11 thoughts on “Guest Post: Michelangelo D’Agostino on Particle Physics Fieldwork in Antarctica”

  1. “Using hot water, we melt holes 2,500 km down into the ice and install very sensitive light detectors.”

    I guess it is 2500meters. Exciting work..Nice post!

  2. Wouldn’t it be easier to use a very large water deposit that already exists under the ice, namely Lake Vostok, Russkies permitting (as it is apparently directly under their Antarctic base) and if at some 10,000′ down it isn’t too deep for your drills?

    Your gear would need thorough sterilization first though, or else you’d risk introducing microbes into the lake and thereby hamper or ruin the chances of biologists who might wish to study bacteria which may have bred there since the ice froze over it originally.

  3. Hey John.
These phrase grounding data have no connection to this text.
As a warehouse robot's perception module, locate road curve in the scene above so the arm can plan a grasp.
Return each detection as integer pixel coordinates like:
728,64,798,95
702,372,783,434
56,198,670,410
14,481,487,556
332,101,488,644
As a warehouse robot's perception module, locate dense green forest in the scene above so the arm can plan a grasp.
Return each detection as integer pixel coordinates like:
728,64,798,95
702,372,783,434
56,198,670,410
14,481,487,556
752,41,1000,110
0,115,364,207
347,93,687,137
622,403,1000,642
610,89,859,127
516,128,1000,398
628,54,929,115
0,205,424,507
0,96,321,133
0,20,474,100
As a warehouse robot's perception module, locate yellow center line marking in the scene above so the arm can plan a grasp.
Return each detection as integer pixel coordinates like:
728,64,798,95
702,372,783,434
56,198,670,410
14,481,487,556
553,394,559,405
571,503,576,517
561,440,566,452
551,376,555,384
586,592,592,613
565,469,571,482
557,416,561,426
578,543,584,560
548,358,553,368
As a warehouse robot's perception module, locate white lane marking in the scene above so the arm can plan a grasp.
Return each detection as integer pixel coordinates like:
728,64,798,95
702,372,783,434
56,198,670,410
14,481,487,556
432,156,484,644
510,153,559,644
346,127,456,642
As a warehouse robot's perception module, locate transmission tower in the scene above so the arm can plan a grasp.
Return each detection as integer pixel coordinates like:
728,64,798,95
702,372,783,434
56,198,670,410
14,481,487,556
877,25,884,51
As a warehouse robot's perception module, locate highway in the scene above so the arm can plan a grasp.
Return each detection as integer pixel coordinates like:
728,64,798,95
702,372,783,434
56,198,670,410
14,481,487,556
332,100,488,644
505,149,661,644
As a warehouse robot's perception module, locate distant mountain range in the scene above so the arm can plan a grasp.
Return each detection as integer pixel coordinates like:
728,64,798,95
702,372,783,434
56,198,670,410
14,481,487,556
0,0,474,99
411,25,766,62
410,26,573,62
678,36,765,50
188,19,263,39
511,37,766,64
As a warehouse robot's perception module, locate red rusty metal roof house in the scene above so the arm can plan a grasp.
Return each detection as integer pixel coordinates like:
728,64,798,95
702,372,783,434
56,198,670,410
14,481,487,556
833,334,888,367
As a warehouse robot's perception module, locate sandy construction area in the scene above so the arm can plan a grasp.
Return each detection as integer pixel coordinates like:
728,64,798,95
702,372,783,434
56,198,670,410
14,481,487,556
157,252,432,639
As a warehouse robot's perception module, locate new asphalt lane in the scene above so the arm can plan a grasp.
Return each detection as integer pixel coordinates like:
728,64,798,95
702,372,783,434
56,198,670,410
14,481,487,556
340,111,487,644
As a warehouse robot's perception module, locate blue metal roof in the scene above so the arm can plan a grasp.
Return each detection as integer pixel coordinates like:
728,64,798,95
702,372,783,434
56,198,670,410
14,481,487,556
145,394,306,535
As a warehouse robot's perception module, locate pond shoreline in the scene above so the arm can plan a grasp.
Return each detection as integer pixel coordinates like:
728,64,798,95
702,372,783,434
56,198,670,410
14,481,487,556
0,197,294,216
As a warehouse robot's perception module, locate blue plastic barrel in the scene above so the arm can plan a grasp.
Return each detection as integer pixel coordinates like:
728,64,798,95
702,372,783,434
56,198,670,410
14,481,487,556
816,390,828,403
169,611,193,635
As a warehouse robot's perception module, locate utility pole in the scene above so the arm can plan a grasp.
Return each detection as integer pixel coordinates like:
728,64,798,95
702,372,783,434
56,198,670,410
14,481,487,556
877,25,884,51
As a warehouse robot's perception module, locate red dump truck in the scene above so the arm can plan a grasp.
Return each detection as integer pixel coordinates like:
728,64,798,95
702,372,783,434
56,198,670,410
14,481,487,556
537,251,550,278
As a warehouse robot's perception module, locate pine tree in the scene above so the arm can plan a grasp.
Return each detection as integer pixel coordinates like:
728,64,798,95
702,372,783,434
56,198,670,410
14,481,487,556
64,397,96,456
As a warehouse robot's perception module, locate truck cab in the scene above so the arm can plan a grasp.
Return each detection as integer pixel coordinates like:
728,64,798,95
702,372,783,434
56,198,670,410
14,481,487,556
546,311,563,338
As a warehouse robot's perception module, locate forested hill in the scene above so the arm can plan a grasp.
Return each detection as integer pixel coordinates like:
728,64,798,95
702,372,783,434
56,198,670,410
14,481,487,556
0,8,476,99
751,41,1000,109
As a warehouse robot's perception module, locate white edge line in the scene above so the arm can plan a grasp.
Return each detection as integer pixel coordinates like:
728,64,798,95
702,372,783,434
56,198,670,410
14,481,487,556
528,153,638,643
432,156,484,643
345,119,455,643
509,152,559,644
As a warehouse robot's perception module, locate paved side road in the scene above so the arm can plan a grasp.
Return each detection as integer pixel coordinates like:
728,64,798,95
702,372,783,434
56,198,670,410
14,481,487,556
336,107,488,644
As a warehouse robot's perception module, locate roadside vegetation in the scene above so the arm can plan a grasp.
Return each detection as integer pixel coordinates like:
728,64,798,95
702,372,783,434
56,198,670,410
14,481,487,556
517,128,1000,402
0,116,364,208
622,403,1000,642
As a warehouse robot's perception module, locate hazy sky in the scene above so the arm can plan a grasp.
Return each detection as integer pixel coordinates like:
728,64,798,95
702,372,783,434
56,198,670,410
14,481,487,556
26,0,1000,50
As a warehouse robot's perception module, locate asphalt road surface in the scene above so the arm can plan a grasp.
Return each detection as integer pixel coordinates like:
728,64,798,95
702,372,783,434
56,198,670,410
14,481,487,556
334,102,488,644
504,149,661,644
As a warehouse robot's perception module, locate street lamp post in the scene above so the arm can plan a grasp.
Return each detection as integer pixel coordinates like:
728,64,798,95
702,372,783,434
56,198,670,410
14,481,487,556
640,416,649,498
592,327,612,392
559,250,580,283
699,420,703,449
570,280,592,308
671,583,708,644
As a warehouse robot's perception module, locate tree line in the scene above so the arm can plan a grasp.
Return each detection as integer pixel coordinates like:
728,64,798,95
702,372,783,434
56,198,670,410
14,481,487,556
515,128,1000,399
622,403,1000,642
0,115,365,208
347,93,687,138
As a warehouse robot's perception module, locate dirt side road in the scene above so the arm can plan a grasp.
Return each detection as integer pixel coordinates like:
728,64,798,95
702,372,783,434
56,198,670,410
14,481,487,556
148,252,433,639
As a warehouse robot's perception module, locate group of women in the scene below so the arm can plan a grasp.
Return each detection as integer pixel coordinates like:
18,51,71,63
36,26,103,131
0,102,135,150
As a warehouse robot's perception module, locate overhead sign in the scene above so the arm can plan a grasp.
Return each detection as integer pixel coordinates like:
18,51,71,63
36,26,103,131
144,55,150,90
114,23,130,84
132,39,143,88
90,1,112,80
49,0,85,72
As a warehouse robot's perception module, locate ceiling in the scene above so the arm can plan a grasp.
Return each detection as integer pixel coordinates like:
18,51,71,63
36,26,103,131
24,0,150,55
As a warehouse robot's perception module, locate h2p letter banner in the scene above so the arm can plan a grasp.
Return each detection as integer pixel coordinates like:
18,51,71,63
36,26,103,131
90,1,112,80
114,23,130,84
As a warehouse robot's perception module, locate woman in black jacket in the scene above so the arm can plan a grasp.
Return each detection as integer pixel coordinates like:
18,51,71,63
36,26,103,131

Using a large water deposit to do the same thing is not a bad idea. There are European groups (ANTARES, NEMO, NESTOR…) who are using the clear water of certain parts of the Mediterranean to build similar large volume neutrino telescopes. There are advantages and disadvantages to both techniques–ease of deployment, optical properties of the medium, noise, bio-fouling, etc. Certainly the quality of life in the south of France is slightly better than at the South Pole though…

    Using Lake Vostok wouldn’t be much of a help. As a target, its volume of water is the same as an equivalent block of ice. Plus, you’d still have to drill down with hot water to deploy your instruments. And then, as you say, you’d be contaminating a Lake which is still, at the moment at least, a pristine target for astrobiologists.

  4. Experimental work on dark matter? Sounds like another great post somebody knowledgeable could put together.

  5. We’re not really sensitive to geoneutrinos, unfortunately. They’re way below our energy threshold. Even the smaller, much more densely instrumented detectors like KAMLand, which have seen geoneutrinos, had to do quite a bit of work to extract such a low energy signal.

  6. Michelangelo,

    Reading this story of yours makes me wanna join your South Pole team — despite the fact that I’m a total wimp when it comes to the cold… But I believe I’ll have little (if any) trouble tolerating the cold IceCube, so long as your travel writing is there to keep me warm!;~)

  7. Lawrence B. Crowell

    Science had an article on ICECUBE about a year ago. As I remember the whole thing is basically a large Cherenkov detector. I suppose the melted glacier water is very pure and a good medium to put detectors in.

    I have to admit that it is too bad that the idea place is not in the Bahamas.

    Lawrence B. Crowell

  8. Lawrence,

    They’re not melting the ice to get liquid water, they’re just doing it to get a hole to lower a string of detectors into (they lay these out on a grid). The un-melted ice acts as the scintillator. It’s a really cool project, although staggeringly expensive (I was told that the diesel fuel necessary to make one of their holes takes more than one LC-130 flight from McMurdo).